News from the Annual Meeting

Culture Meets Class During the ABA Annual Meeting

Don Giovanni, opera singers, lawyers and a civil suit ordinarily would have nothing in common, but on Aug.8 at the ABA Annual Meeting, the Section of Litigation hit a high note with Don Giovanni, the Class Action.


Judge Koeltl follows along with the lyrics as they're displayed for "court."

Main characters from Mozart's opera Don Giovanni took the stand in a suit against Giovanni's estate to determine whether the 2,000-plus women seduced by his charming ways should be certified as a class. Giovanni received special clearance from hell to attend the hearing.

Opera singers trained by Martina Arroyo, a former opera singer at the Metropolitan Opera, played the witnesses and mostly sang their testimonies—excerpts taken from the original opera—on the witness stand. The plaintiffs' lawyers, Sheldon Finkelstein and Dori Hanswirth, and defense lawyers Steven Richman and Jacqueline Becerra questioned them in spoken dialogue. U. S. District Judge John Koeltl presided.

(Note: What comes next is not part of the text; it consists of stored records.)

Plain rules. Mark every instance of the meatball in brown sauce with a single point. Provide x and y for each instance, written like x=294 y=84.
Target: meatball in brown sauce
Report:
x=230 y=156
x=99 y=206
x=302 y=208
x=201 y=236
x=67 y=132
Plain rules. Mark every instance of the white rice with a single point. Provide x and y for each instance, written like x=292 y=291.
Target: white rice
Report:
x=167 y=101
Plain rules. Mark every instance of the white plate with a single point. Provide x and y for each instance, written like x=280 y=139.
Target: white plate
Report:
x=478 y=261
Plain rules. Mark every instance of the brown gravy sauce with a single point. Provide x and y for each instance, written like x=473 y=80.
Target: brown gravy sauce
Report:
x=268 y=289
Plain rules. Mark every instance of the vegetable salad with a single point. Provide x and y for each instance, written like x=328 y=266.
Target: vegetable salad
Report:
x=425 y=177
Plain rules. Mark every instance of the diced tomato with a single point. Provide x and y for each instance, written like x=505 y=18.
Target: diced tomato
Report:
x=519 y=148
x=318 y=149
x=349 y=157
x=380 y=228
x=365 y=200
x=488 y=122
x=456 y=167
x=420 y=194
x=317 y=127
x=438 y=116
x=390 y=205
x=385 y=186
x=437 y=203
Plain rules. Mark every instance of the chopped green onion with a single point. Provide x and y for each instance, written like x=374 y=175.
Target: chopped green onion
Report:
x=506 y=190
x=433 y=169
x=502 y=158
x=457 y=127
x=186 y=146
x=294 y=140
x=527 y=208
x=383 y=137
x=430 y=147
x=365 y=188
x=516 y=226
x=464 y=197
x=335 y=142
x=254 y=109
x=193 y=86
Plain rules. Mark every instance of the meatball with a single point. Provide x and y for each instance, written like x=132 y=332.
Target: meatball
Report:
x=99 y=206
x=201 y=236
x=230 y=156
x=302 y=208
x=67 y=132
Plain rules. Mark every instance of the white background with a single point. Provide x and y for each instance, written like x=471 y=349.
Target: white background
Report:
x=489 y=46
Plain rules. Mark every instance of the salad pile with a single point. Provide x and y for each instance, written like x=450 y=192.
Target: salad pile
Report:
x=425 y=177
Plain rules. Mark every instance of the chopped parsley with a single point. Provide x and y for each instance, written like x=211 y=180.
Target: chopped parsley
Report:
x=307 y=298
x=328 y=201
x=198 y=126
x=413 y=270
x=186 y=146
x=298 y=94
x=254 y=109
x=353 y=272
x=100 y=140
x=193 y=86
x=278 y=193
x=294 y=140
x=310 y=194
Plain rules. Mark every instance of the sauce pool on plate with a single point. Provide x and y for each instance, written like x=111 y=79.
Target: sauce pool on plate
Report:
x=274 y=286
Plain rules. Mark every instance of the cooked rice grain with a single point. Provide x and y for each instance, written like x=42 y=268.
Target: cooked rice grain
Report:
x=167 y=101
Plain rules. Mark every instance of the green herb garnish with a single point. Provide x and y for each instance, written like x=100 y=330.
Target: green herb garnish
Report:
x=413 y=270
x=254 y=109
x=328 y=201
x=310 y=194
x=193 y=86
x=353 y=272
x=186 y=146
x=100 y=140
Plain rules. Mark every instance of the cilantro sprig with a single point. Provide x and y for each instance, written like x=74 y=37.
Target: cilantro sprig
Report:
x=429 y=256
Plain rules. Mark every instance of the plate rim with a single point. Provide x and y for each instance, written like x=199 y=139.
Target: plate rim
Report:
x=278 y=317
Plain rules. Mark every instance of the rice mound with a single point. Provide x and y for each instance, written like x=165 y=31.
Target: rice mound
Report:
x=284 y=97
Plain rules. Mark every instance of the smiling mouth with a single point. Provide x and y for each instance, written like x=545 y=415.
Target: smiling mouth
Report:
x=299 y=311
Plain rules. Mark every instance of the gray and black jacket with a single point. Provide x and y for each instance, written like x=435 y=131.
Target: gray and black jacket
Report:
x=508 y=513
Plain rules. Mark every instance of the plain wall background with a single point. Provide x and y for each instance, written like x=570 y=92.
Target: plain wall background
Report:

Donna Elvira, played by Eleni Calenos, sings her testimony to Jacqueline Becerra (Miami), Steven Richman (Hamilton, NJ) and U. S. District Court Judge John Koeltl (NYC)

What was Don Giovanni's charge? Intentional infliction of emotional distress. The plaintiffs' counsel argued that Giovanni planned to seduce dozens of women a day, he had knowledge of causing them harm by keeping a list, and had admitted to promising some of these women his eternal love. Also, with 2,000+ women involved, the numerosity requirement of 40 could clearly be met.

When making his closing argument to the judge, Richman noted that Giovanni "was a class act, not a class action." He went on to argue that the points made by the plaintiffs' counsel were not supported and no wrongs would be going unrighted if the class distinction wasn't made. It was further illustrated that Giovanni took nothing from any of the women involved and that there were no grounds for commonality, as it was clarified earlier that the women who he had wooed were of varying ages, body types and nationalities.

In the end, Judge Koeltl decided to reserve his decision for now so that the plaintiffs' counsel could have time for further discovery … and those who attended the session learned the basics of classic action suits, while gaining an appreciation for the opera.